Utility Functions (Structured Data Processing)
Utility Functions (Structured Data Processing)#
(Last updated: Jan 29, 2025)
import pandas as pd
import numpy as np
import pytz
import matplotlib.pyplot as plt
from sklearn.tree import DecisionTreeClassifier
from sklearn.ensemble import RandomForestClassifier
from sklearn.inspection import permutation_importance
from sklearn.metrics import (
confusion_matrix,
precision_recall_fscore_support,
accuracy_score
)
from sklearn.model_selection import cross_validate
import seaborn as sns
from sklearn.decomposition import PCA
from copy import deepcopy
def check_answer_df(df_result, df_answer, n=1):
"""
This function checks if two output dataframes are the same.
Parameters
----------
df_result : pandas.DataFrame
The result from the output of a function.
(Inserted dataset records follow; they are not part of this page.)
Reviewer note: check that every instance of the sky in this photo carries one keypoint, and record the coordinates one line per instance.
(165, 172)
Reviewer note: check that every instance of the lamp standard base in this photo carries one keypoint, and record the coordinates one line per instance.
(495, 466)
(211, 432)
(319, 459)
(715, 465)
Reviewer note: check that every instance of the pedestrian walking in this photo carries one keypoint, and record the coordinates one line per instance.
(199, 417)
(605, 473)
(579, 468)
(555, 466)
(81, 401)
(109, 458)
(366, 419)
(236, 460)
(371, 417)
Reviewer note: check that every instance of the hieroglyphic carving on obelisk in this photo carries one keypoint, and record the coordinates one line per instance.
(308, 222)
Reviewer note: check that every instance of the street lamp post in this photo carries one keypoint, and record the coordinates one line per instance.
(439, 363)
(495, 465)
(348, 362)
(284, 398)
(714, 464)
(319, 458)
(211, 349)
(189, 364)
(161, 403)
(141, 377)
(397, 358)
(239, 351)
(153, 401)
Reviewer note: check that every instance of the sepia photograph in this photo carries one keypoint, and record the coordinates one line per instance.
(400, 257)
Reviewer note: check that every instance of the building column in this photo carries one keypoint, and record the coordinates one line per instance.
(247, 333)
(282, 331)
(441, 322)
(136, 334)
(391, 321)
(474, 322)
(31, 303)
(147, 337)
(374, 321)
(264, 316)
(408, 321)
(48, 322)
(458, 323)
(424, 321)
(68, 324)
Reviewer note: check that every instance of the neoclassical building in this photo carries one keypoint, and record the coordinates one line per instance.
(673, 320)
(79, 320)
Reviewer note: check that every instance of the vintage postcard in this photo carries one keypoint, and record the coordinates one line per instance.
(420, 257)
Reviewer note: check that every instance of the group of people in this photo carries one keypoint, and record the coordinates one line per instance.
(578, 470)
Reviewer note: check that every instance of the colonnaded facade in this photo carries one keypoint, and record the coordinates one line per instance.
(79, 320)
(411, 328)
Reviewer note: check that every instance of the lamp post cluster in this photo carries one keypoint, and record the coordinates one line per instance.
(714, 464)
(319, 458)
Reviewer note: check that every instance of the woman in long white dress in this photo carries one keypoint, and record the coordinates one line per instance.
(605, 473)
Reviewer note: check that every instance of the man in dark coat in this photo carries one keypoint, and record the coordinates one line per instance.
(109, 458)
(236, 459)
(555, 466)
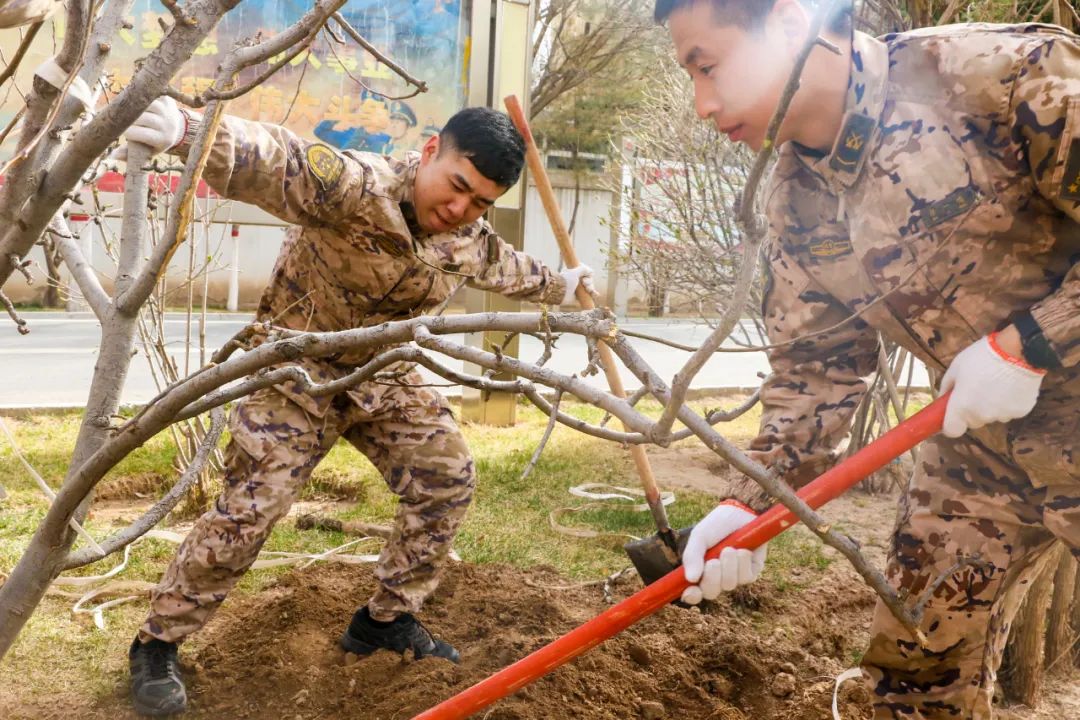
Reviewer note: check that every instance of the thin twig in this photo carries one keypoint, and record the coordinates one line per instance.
(23, 46)
(422, 86)
(162, 507)
(973, 561)
(25, 151)
(547, 435)
(10, 307)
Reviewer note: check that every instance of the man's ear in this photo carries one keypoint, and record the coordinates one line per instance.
(430, 149)
(792, 22)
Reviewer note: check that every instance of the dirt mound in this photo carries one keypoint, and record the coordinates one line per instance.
(273, 654)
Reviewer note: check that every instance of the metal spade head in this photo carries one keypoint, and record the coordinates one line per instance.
(655, 556)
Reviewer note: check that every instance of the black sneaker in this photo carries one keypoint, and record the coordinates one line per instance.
(157, 688)
(363, 637)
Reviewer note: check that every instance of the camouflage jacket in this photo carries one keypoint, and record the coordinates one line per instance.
(949, 202)
(355, 257)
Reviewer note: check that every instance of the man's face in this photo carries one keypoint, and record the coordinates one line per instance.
(449, 192)
(738, 75)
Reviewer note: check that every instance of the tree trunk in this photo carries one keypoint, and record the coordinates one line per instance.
(1023, 666)
(1075, 617)
(53, 282)
(1060, 635)
(49, 547)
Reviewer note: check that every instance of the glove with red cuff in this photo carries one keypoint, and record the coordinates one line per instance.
(988, 385)
(732, 568)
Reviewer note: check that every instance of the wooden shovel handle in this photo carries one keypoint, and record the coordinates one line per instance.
(566, 247)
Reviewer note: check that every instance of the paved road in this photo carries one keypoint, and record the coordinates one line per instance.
(53, 365)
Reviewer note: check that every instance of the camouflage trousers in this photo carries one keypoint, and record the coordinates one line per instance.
(410, 436)
(964, 498)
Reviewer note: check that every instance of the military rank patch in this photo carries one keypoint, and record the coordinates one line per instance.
(325, 164)
(1070, 184)
(957, 202)
(852, 143)
(829, 248)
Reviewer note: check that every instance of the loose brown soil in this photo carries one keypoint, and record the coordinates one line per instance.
(768, 651)
(272, 655)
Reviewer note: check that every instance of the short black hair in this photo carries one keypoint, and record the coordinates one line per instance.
(489, 139)
(751, 14)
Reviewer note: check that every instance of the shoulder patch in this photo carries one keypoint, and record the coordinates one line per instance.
(829, 248)
(852, 143)
(955, 203)
(325, 164)
(1070, 181)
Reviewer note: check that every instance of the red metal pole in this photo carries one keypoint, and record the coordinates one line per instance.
(770, 524)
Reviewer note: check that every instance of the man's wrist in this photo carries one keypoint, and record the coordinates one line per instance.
(1007, 345)
(192, 122)
(1035, 347)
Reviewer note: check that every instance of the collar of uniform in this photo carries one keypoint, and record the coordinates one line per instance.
(866, 90)
(412, 162)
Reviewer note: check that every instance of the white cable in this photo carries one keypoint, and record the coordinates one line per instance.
(590, 490)
(840, 679)
(56, 76)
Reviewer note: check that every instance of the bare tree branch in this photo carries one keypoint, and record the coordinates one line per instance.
(162, 507)
(553, 417)
(9, 71)
(84, 277)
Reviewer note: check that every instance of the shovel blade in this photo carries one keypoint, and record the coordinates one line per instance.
(653, 558)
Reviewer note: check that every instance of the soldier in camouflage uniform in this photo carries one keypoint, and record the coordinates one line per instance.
(927, 189)
(375, 240)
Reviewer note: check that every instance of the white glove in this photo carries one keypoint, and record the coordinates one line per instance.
(583, 275)
(988, 385)
(161, 126)
(733, 568)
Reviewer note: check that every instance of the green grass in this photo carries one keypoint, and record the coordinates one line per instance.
(508, 524)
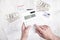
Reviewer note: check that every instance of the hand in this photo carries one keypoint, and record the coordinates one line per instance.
(25, 31)
(45, 32)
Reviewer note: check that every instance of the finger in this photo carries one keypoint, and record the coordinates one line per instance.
(40, 34)
(44, 27)
(28, 28)
(38, 28)
(23, 27)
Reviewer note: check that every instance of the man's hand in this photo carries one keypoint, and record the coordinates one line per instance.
(25, 31)
(45, 32)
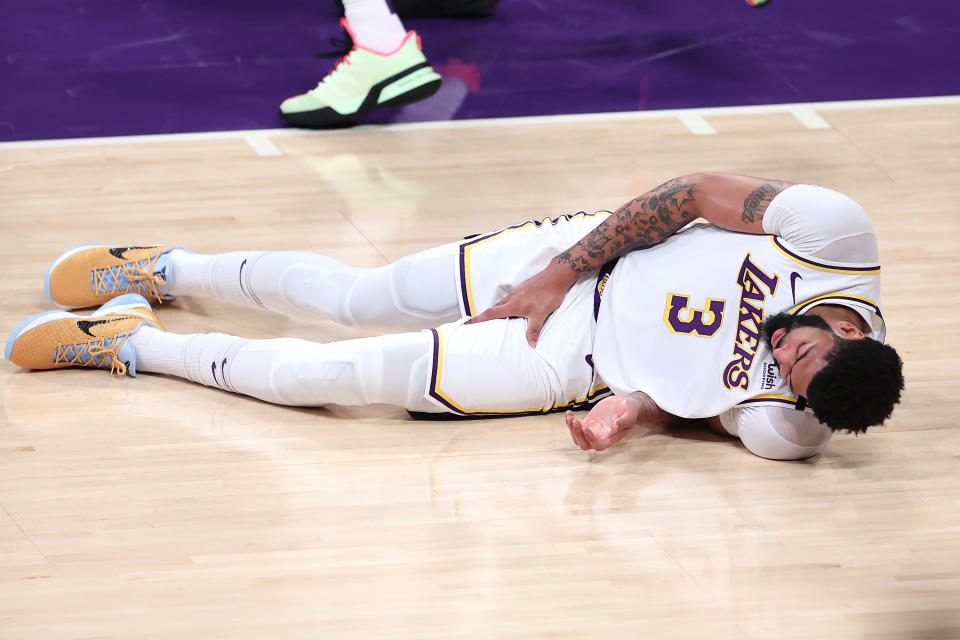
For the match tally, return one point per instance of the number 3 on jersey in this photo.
(680, 317)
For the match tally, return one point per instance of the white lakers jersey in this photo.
(680, 321)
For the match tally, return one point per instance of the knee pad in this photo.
(313, 289)
(424, 285)
(320, 374)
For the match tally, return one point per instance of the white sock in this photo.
(221, 275)
(205, 358)
(374, 26)
(391, 369)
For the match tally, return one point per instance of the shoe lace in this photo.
(136, 276)
(73, 353)
(343, 46)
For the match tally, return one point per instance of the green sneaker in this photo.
(364, 80)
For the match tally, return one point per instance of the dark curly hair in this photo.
(858, 387)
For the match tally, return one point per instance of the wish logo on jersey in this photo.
(755, 286)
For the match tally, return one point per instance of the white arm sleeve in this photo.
(777, 433)
(824, 223)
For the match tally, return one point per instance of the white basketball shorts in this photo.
(488, 368)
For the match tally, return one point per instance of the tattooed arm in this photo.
(729, 201)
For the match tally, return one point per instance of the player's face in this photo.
(800, 344)
(801, 352)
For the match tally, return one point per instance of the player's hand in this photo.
(607, 423)
(534, 299)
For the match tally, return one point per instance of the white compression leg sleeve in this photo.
(391, 369)
(415, 292)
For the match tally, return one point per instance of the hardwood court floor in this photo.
(155, 508)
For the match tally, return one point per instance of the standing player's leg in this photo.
(383, 66)
(417, 291)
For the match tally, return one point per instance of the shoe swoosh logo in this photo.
(117, 252)
(84, 325)
(794, 276)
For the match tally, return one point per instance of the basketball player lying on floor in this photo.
(657, 319)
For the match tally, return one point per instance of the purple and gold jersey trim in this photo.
(771, 398)
(821, 266)
(839, 298)
(595, 394)
(466, 288)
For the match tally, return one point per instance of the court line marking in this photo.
(488, 122)
(809, 117)
(262, 144)
(697, 124)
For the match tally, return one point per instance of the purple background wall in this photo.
(79, 68)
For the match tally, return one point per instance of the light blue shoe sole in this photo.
(127, 302)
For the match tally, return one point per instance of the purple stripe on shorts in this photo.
(791, 403)
(434, 374)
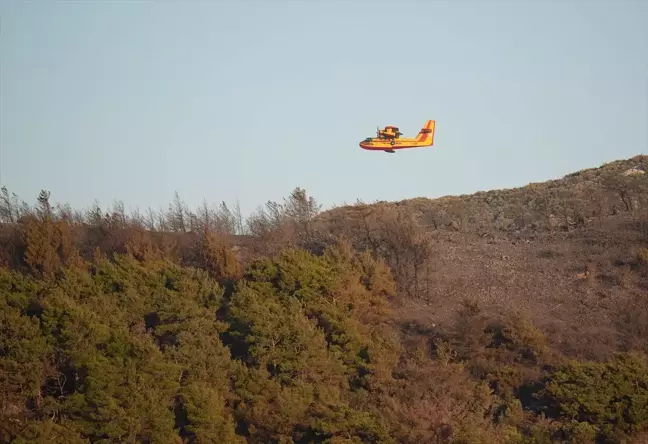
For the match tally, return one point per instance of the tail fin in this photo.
(427, 132)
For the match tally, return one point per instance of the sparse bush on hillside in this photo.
(330, 327)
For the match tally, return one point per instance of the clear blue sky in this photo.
(249, 99)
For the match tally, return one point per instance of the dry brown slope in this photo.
(563, 252)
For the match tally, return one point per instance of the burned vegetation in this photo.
(508, 316)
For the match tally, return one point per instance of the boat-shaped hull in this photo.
(425, 138)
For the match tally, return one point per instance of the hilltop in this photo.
(506, 316)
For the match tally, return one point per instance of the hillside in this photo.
(507, 316)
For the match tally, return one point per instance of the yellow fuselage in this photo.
(424, 138)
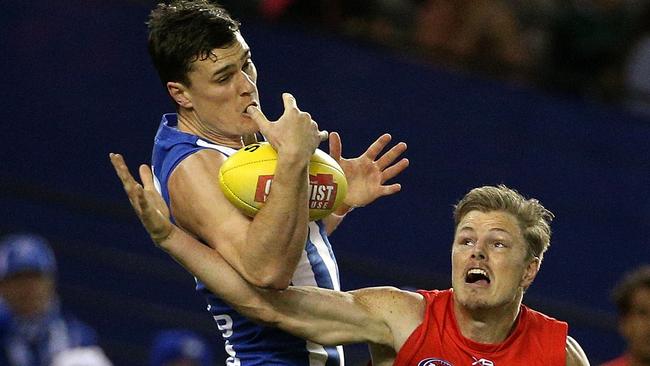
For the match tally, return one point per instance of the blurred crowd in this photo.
(36, 330)
(596, 49)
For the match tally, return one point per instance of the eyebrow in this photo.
(246, 55)
(469, 228)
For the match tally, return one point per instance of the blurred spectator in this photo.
(33, 329)
(632, 298)
(82, 356)
(589, 41)
(637, 70)
(483, 36)
(180, 347)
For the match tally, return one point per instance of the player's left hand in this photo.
(147, 203)
(367, 173)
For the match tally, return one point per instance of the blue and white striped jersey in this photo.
(247, 343)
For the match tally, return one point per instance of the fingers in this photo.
(376, 147)
(335, 146)
(394, 170)
(289, 102)
(392, 154)
(122, 172)
(390, 189)
(323, 135)
(146, 176)
(258, 117)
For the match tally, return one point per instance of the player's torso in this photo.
(536, 340)
(248, 343)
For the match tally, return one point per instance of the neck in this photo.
(189, 122)
(487, 325)
(637, 361)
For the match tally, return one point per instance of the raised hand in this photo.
(294, 132)
(147, 203)
(367, 173)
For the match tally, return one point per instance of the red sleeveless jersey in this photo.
(536, 340)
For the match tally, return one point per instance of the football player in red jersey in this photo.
(499, 242)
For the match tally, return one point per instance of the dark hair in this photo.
(534, 220)
(625, 289)
(184, 31)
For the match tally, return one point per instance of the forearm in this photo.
(277, 234)
(319, 315)
(333, 220)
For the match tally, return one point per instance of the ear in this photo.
(180, 94)
(530, 272)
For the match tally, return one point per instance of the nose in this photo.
(246, 83)
(478, 251)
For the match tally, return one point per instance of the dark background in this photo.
(77, 84)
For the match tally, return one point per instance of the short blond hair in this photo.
(534, 219)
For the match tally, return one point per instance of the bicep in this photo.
(199, 206)
(575, 356)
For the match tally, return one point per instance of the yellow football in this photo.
(246, 179)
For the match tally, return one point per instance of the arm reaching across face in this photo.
(323, 316)
(267, 248)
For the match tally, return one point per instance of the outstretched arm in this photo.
(575, 356)
(322, 316)
(366, 175)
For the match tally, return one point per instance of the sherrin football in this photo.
(246, 179)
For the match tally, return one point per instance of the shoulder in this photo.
(204, 162)
(575, 356)
(402, 311)
(387, 296)
(79, 332)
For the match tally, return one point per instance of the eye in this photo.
(224, 79)
(498, 244)
(466, 241)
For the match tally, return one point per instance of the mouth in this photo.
(477, 276)
(253, 103)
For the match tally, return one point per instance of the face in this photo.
(490, 266)
(28, 294)
(221, 88)
(635, 326)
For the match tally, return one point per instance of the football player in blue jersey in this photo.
(206, 66)
(33, 328)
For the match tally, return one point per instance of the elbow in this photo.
(271, 280)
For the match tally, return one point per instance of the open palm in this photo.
(367, 173)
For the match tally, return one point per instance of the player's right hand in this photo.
(295, 133)
(147, 203)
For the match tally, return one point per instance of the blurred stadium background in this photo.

df_answer: pandas.DataFrame
The expected output of the function.
n : int
The numbering of the test case.
"""
try:
assert df_answer.equals(df_result)
print("Test case %d passed." % n)
except:
print("Test case %d failed." % n)
print("")
print("Your output is:")
print(df_result)
print("")
print("Expected output is:")
print(df_answer)
def compute_feature_importance(model, df_x, df_y, scoring="f1"):
"""
Compute feature importance of a model.
Parameters
----------
model : a sklearn model object
The classifier model.
df_x : pandas.DataFrame
The dataframe with features.
df_y : pandas.DataFrame
The dataframe with labels.
scoring : str
A scoring function as documented below.
https://scikit-learn.org/stable/modules/model_evaluation.html#scoring-parameter
"""
if model is None:
model = RandomForestClassifier()
print("Computer feature importance using", model)
model.fit(df_x, df_y.squeeze())
result = permutation_importance(model, df_x, df_y, n_repeats=10, random_state=0, scoring=scoring)
feat_names = df_x.columns.copy()
feat_ims = np.array(result.importances_mean)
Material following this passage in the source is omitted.